Ghosn's tough talk has convinced investors and employees that he wants to fix the ailing icon and not simply milk it for Renault's benefit. And his efforts may yet end in success. But for now, his brutal honesty has also scared away customers: After Ghosn publicly declared that Nissan's cars were blandly styled, the Japanese apparently agreed. Nissan is now selling as many vehicles every month as it did roughly 30 years ago. Nissan's share of the Japanese market fell to 13.7% in February, from 14.3% a year earlier.
Many former Nissan drivers have defected to Toyota, whose models this season have more kick. Nissan can ill afford to run on empty until a jointly designed and built Renault-Nissan car is ready. Schroders Securities sees Nissan's operating profit falling as low as $380 million, less than half its targeted $857 million for the year ending Mar. 31. Nissan is not alone. On an operating level, Isuzu, which is 49% owned by General Motors, is looking at a $200 million loss for 1999.
The deadly combination of a strong yen and a local recession also puts strains on these partnerships. Roughly half of Japanese auto makers' domestic production is sold overseas. So any foreign partners must either help the Japanese build up plants overseas or remain vulnerable to volatile currency fluctuations.
Just look at what's happening to Mazda. Since taking control in 1996, Ford has slashed Mazda's payroll by 7%, reduced the number of its platforms by 30%, and taken an ax to its subsidiaries. Yet the company remains on slippery ground. Mazda recently revised down its forecast of net profits for this year to $238 million, from $381 million. The problem: Mazda depends on exports for 60% of its revenues, and a stronger yen is squeezing company profits.

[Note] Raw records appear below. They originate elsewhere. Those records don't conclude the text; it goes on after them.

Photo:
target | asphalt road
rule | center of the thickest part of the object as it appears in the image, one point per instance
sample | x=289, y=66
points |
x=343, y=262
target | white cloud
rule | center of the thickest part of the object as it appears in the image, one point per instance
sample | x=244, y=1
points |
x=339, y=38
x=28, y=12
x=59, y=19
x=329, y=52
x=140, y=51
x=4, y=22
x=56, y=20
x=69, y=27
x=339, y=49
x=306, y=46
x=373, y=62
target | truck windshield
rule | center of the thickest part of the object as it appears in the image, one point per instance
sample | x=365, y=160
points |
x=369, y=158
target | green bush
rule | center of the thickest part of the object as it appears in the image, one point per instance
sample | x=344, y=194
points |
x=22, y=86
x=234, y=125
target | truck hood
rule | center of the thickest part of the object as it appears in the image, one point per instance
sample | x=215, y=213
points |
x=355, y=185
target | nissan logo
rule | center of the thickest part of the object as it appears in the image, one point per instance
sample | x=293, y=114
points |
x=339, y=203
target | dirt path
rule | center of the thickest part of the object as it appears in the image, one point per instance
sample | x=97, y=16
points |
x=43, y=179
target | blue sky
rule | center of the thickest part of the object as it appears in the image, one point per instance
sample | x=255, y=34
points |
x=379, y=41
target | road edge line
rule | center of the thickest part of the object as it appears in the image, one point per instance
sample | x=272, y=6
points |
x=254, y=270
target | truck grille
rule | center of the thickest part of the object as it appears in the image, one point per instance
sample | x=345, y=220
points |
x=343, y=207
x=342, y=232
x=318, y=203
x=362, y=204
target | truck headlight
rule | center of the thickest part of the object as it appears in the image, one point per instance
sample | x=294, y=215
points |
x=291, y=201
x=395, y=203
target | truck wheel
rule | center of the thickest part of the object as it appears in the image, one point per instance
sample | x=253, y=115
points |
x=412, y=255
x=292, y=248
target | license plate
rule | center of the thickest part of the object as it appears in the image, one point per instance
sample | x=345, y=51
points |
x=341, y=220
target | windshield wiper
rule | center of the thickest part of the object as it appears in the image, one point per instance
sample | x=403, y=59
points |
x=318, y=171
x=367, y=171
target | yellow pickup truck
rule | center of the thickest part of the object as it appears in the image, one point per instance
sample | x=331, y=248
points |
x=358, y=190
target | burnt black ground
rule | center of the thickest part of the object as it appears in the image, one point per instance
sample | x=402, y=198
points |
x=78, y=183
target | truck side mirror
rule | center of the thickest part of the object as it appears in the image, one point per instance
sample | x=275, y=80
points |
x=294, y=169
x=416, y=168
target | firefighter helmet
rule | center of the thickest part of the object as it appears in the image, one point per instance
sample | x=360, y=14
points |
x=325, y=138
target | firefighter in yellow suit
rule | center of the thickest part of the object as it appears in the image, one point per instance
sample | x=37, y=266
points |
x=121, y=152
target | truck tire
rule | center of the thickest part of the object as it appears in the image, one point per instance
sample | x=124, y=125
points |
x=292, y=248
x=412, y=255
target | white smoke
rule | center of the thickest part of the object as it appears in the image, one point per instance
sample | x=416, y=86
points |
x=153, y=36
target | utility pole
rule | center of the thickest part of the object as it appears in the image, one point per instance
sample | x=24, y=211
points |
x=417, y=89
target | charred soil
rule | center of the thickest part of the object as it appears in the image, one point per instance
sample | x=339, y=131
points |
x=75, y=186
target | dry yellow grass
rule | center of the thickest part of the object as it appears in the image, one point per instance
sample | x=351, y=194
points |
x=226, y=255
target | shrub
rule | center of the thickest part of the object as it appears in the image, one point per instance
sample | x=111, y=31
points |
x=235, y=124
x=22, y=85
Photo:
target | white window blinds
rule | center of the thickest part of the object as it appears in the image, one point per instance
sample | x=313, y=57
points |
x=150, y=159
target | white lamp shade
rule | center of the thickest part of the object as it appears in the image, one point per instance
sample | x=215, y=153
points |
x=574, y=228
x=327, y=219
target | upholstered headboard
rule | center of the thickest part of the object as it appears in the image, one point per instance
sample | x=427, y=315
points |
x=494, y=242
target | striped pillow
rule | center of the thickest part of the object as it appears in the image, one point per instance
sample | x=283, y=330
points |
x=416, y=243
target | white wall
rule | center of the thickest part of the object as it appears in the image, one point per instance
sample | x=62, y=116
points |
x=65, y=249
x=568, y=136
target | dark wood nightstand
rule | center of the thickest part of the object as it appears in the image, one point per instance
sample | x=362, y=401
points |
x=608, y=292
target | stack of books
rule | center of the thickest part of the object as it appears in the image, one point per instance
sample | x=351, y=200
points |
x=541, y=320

Melding operations with foreigners and standardizing parts should help Japan's auto makers become leaner and more competitive in unforgiving environments. But such arrangements take time. Mazda and Ford will launch their first jointly developed sport-ute based on a common platform only this year, four years after the merger.
UNTIMELY EXIT. And Ford executives at Mazda still have trouble convincing employees to accept drastic restructuring. Mazda's former president, James E. Miller, 55, surprised investors and Mazda employees alike when he abruptly resigned in December--officially for health reasons--after only two years at Mazda. He announced that Mazda board members had appointed Mark Fields, a 39-year-old vice-president drafted from Ford, to replace him. Analysts suspect problems with Mazda's union were the real reason for his speedy exit.
DaimlerChrysler may not find a warm reception at Mitsubishi either. They are far from strangers: Chrysler held a 15% stake in Mitsubishi until 1993. And until 1996, Daimler worked with Mitsubishi to sell passenger cars and create commercial vehicles in Japan. Neither alliance ended well. Mitsubishi may be more cooperative this time. "If Daimler walks away from this one, Mitsubishi looks very vulnerable," observes Steve Usher, automotive analyst at Jardine Fleming Securities Ltd. in Tokyo. Then again, Mitsubishi employees hope that even if Daimler takes over, the company payroll will stay untouched. There's no guarantee of that.
Working within Japan's societal constraints may be important, but so is survival. If Mitsubishi and its foreign white knight agree to cut costs, their merger could succeed beyond anyone's dreams. But the formula for success in Japan is an elusive one.